This is abject idiocy that has been refuted by an infinite amount of scholarship, including "At Dawn We Slept."
Among other things, that Japanese had absolutely NO provision or plans to call off the attack if they were discovered, or Pearl Harbor was alerted. They actually EXPECTED to have to fight their way in, and were only HOPING to achieve complete surprise if they could.
And it's not like we wouldn't have went to war if they only damaged a couple of battleships and killed a few hundred Americans. And we would have gone to war if the Japanese only attacked the Philippines.
Short and Kimmel received clear war warnings; The idea that they had to be specifically told they were going to be attacked to be prepared is ludicrous.
And as a practical matter, if Pearl had been ready the effects of the attack would have been worse. The fleet would have been at sea and every battleship probably would have been sunk in deep water.
Your comments about the battleships being sunk at sea is interesting as some military historians said that their being sunk at Pearl Harbor was a blessing in disguise. It gave us a chance, behind the cover of the tragedy, to rebuild our fleet in secret, while the aircraft carriers carried the war to the Japanese fleets (an unthought of offensive tactic in the early 1940’s).
Also, we were able to get the fleet out into the Pacific undetected because the Japanese thought that the fleet was beyond repair and that any new construction would take years.
Historians noted that if the original fleet had been saved at Pearl, they would have had to go throw the Japanese submarine fleet, literally from Hawaii to the Philippines/Leyte Gulf, Midway, the Marianas, etc., taking heavy losses along the way to the point that they may not have remained an effective fighting force. There is a book on the Japanese fleet entitled “SUNK”.

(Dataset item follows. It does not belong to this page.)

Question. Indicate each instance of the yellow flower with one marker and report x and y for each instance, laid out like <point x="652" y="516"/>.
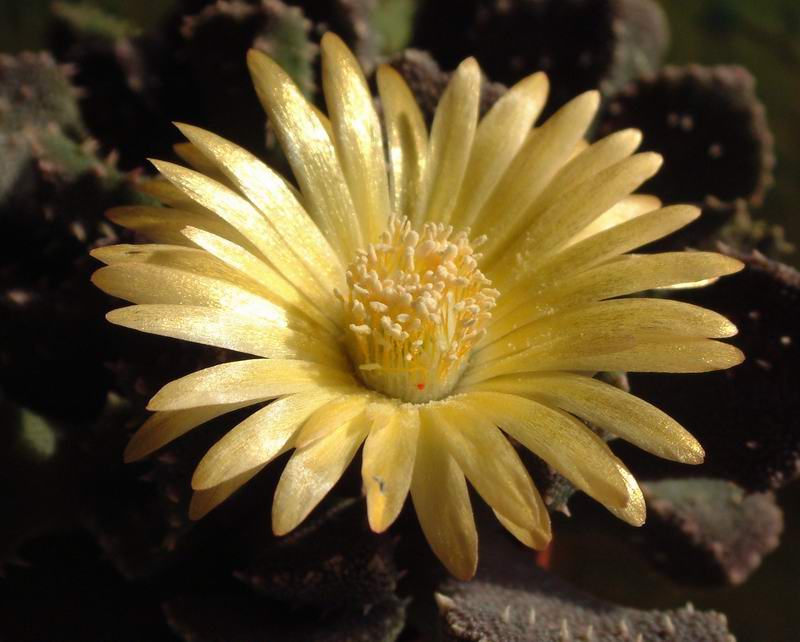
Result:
<point x="374" y="321"/>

As it was, the newer battleships never got into a one-on-one encounter with the main Japanese battleships and cruisers. It was the older, often WW1 battleships/cruisers who dealt the Japanese heavy ships a major defeat somewhere in/near the Philippines.
History is more complicated than one thinks which is why it is so fascinating to work on.
IIRC, the war warnings to hort and Kimmel arrived late..after the attack. But of much greater import, the Ultra messages..we’d cracked the Japanese Naval Code, which warned of the preparations for war, and the attack plans..were NOT disseminated to Short and Kimmel, nor other area commanders....i.e. the Phillipines, because of fear that the Japanese would realzie that we had broken their code...the Japanese believed that it was impossible fr us to crack a code that was based on the original underlying Japanese ideographs in the message..
this is bs. i agree. there were problems and egos in the intel community in dc vs the other sites. a major paradigm in intel is to look at intentions more than capabilities. given how much damage we did to the second wave just think if they would have heedded the sub sightings and been on full alert when the first wave hit.
Moosake!
In those days the ability to target an individual moving and maneuvering ship at full battle stations was far less that that required to hit a tight cluster of stationary, liberty staffed targets.
BTW, please remind us: what battles in the Pacific War were won by battleships?
Started my day off with a laugh there!